In elementary school, Lucy and Jonny took Spanish Emersion. Mom and Dad fiddled with Spanish a little in those days as well. Lucy and Jonny also got into the business of making suckers and selling them at school. They had a set of sucker molds (the round suckers), and a variety of colors and flavors. Lucy to this day, still makes wonderful treats in her kitchen to raise money for her family.
I did not get to know Lucy as well as my older sisters, mostly because I didn't spend a lot of time at home after my mission. Soon your mother and I married, and shortly after that my parents moved to Missouri.

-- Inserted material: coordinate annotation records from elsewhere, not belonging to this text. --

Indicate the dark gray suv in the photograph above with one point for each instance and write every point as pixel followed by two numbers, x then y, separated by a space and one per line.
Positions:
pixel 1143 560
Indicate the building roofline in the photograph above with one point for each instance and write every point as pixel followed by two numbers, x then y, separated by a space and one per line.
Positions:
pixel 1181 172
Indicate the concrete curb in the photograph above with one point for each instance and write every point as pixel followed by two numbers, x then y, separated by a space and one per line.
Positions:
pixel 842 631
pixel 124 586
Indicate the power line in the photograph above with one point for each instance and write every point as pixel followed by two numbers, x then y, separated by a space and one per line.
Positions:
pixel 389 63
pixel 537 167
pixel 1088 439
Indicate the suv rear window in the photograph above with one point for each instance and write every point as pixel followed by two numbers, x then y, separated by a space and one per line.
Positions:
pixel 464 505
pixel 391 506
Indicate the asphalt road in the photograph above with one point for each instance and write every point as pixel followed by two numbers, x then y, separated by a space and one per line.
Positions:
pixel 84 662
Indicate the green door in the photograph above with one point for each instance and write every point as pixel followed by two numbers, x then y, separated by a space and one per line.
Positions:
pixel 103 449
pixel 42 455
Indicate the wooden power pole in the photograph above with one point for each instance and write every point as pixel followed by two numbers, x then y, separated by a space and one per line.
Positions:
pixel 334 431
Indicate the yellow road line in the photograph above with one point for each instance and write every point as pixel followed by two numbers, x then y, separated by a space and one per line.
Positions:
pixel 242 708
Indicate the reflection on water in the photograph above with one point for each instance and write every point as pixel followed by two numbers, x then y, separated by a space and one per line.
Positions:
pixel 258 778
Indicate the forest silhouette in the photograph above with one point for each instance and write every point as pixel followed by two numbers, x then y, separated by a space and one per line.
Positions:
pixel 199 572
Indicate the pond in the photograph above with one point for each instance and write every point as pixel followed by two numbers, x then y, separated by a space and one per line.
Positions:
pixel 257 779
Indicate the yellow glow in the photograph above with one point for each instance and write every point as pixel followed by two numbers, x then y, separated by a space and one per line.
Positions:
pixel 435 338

Lucy tells me of the struggles she had with reading and with bullying in the public schools. The scars are deep. I didn't witness any of this, so I can only go on what little I have heard from Lucy herself. This is an unfortunate thing, because Lucy is very intelligent and could have picked up reading sooner than she did, and with less pain. On the other hand, I witness first hand what happens when the education system leaves poor, poverty stricken schools to suffer on starvation budgets and the materials are not available and the professional development is out of reach, and the technology is sub par, and the books are is sorry condition, and the buildings as well. But, Lucy had a mother that read to her.
In her teen years Lucy gave my parents a scare with some cowboy she dated. They were worried sick. Everyone was happy when Lucy converted Brian Byrd and started her family. Brian is very quiet around me and other members of the family as well. I can only suppose it has to do with difference of opinion on political matters, but it doesn't matter. Brian chooses to avoid me, and I choose to let him.
When Dad died the family (mostly Howard) worked out a plan to take care of Mother. Howard build an add on to Lucy's home where Mother would live out her days in close company of her daughter and grandchildren. Lucy's own home was partially renovated in the process. In exchange, Lucy would care for Mother, 24/7 if necessary, so that Mother wouldn't have to go to a nursing home. This was at great financial cost to Howard, and great personal cost to Lucy. She earned everything she got in the deal.
Mother was not hard to care for until the last several months, but Lucy had to take Mother to her blood and other treatments and to advocate for Mother when the doctors weren't doing their jobs. On one occasion mother was on an imaging table. Lucy in the other room could hear her crying. The Dragon Lady came out and gave the doctor what for. I know from personal experience that those imaging sessions are not always very pleasant.
Just after Mother's passing, Lucy had her last daughter whom she has named Nora. She is as sweet and wonderful as I remember Lucy being all those years ago. My father used to say that the grandmother's bring the babies, and Dad named Lucy after his mother because he felt her presence at the birth. So, little Nora was brought my her grandmother. And I suppose Nora will be blessing to Lucy to the end of her days. It's a pretty romantic story, really.